When Lito - whom fitness concerns have cruelly denied a place in the Cape Verde squad in South Africa - his national side had barely begun so much as entering their names into World Cup and Nations Cup qualifying competitions, their football federation deeming, for much of the 1990s, the costs were too heavy, the chances of any success too remote to even take part.

What chance did a country of barely 500,000 have against a Nigeria, a Cameroon, or an Egypt?

"I could see sometimes my teammates feeling intimidated by going to certain places," remembers Lito.

The first signs of uplift could be detected in the qualifiers for the 2006 World Cup, a fifth-placed finish in a six-team group.

Then, ahead of the 2012 Nations Cup, the islanders came within one match of reaching the finals, ousted because of an inferior head-to-head record versus Mali.

"What had happened was that standards had become a lot more professional," says Lito. "The Federation really made an effort to raise the level. We have now become a very hard team to beat."

The apotheosis would be the 3-2 aggregate victory over Cameroon, four-time African champions, in the play-off that sent them to the 2013 finals.

Antunes can claim much credit. "He's good at getting the players to believe in themselves, and because he's young, he communicates well with them," says Lito. "Sometimes, that is hard because you also need some distance as a coach, but he knows how to manage that situation."

Antunes, those around him suspect, will have enjoyed the attention his trip to Real Madrid and cosiness with Mourinho, brought him.

"I think it's possible he would like one day to have a club job in Europe," says Lito. "And why not?"

That is a legitimate question.
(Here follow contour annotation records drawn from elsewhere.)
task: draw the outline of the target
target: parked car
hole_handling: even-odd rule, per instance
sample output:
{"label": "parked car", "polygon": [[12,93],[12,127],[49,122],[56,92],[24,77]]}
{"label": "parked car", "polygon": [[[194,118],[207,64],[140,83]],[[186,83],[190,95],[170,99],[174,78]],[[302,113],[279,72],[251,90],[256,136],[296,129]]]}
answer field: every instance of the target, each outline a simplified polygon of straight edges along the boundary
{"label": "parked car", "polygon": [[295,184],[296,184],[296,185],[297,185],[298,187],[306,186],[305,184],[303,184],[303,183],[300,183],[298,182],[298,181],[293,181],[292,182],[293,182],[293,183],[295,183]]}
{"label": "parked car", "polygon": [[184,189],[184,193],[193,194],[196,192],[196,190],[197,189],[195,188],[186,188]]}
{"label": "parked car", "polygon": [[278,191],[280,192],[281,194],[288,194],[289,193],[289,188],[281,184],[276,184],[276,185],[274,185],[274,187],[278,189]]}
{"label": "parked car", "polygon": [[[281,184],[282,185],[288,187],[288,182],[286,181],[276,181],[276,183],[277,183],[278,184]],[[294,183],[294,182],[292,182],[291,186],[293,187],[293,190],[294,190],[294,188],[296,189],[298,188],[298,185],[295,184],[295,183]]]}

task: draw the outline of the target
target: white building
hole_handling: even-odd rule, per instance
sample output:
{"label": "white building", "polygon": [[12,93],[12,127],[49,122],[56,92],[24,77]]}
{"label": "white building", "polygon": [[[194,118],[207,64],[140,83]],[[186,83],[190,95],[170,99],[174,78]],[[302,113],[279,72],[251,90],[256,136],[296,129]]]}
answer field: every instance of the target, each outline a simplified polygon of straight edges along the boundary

Yet there are few precedents for a coach from Africa exporting his expertise in the way, for instance, so many South Americans do.

Africa's confidence in its own native managers comes under scrutiny at almost every Nations Cup. A majority - just - of the men in charge of the 16 teams in South Africa will be guided by men from outside Africa.

Observing that fact, Stephen Keshi, the Nigeria coach and former captain, spikily remarked: "These white coaches cannot do anything we cannot do. They just come to Africa for the money."

Last Thursday, in Portugal's Algarve, Keshi warmly embraced Antunes, the new boy on the African coaching block, the Mourinho of the mid-Atlantic. Then Keshi saw at first-hand how this rising star of the dugout has marshalled his limited resources to considerable effect.

Cape Verde held Nigeria to a goalless draw in a pre-Nations Cup friendly, another small feather in Antunes's cap.

Come Saturday, in charge of the smallest country ever to play in this tournament, up against the wealthiest nation in Africa at Soweto's Soccer City, Antunes need not be daunted. Cape Verde are solid at the back, they have some devil in attack, especially through winger Ryan Mendes, while "Nhuck" Ramos strikes a menacing free kick.

They no longer cower as they once did.

"We know we can perform under pressure, because of what we did in Cameroon in the play-off, and holding out in the second leg there against a very hostile crowd in Yaounde," says Lito, smiling at the memory of the crowds gathered when the victorious, so-called Blue Sharks returned home after that match.

"The reception we had when we flew home was incredible, loads of fans at the airport even though we landed, many hours later than scheduled, at six in the morning."

Plenty of overtime for the air-traffic controllers of Praia that night, while a whole new frontier had opened for one of them.